Click Buckland Nurseries to access additional useful gardening information.
August Garden Notes
With the drought conditions we experienced in early and mid-summer, here are a few tips to prepare your garden for future hot and dry weather.
– Aim to avoid planting in the heat of the summer. Shrubs and trees which are planted in the cold and wet of winter will be well established to cope with dry conditions by the time they arrive. Early spring planting works well for less hardy specimens – particularly if we experience another “Beast from the East”.
– Weeds not only compete for nutrients, but also for water. So keep them well under control, especially around immature plants. A layer of bark chips will also help enormously with both water retention and weed control.
– Improving the texture and nutrients in your soil will make your plants more resilient. If you are on sand, chalk or clay, try a mulch of mushroom compost, well-rotted horse manure, or composted bark. Best of all, use your own garden compost.
– Water butts are a very efficient and cost-effective way to preserve water. A diverter can be attached to a down-pipe to prevent overflowing in wet conditions.
– Turfing or seeding in hot weather is not advisable.

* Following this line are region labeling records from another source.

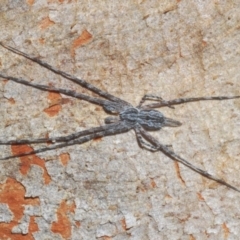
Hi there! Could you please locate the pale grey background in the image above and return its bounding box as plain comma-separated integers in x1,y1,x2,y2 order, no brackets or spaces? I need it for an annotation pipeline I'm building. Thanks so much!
0,0,240,240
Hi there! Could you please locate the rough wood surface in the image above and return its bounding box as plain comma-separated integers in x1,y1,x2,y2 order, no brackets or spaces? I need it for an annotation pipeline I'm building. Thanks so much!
0,0,240,240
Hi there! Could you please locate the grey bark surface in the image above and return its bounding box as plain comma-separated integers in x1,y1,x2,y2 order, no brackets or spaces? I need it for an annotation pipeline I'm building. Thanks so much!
0,0,240,240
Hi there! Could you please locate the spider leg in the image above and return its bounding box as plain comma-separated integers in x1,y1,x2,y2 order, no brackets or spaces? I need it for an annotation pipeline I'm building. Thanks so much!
0,123,120,145
0,74,110,106
142,96,240,108
0,122,131,160
0,42,128,105
139,128,240,192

For best results, wait for cooler and more moist conditions in September.
– Choose plants carefully. Established perennials will be much more resilient than bedding plants in drought conditions. Grasses will love the sun, as will herbs such as lavender, rosemary and thyme. Roses have been exceptional this year – the lack of moisture has reduced the incidence of blackspot and mildew, whilst the long hours of sunshine have produced repeated blooms where plants have been dead-headed. Reserve hydrangeas and azaleas for cooler, shadier areas where they will flourish with little attention.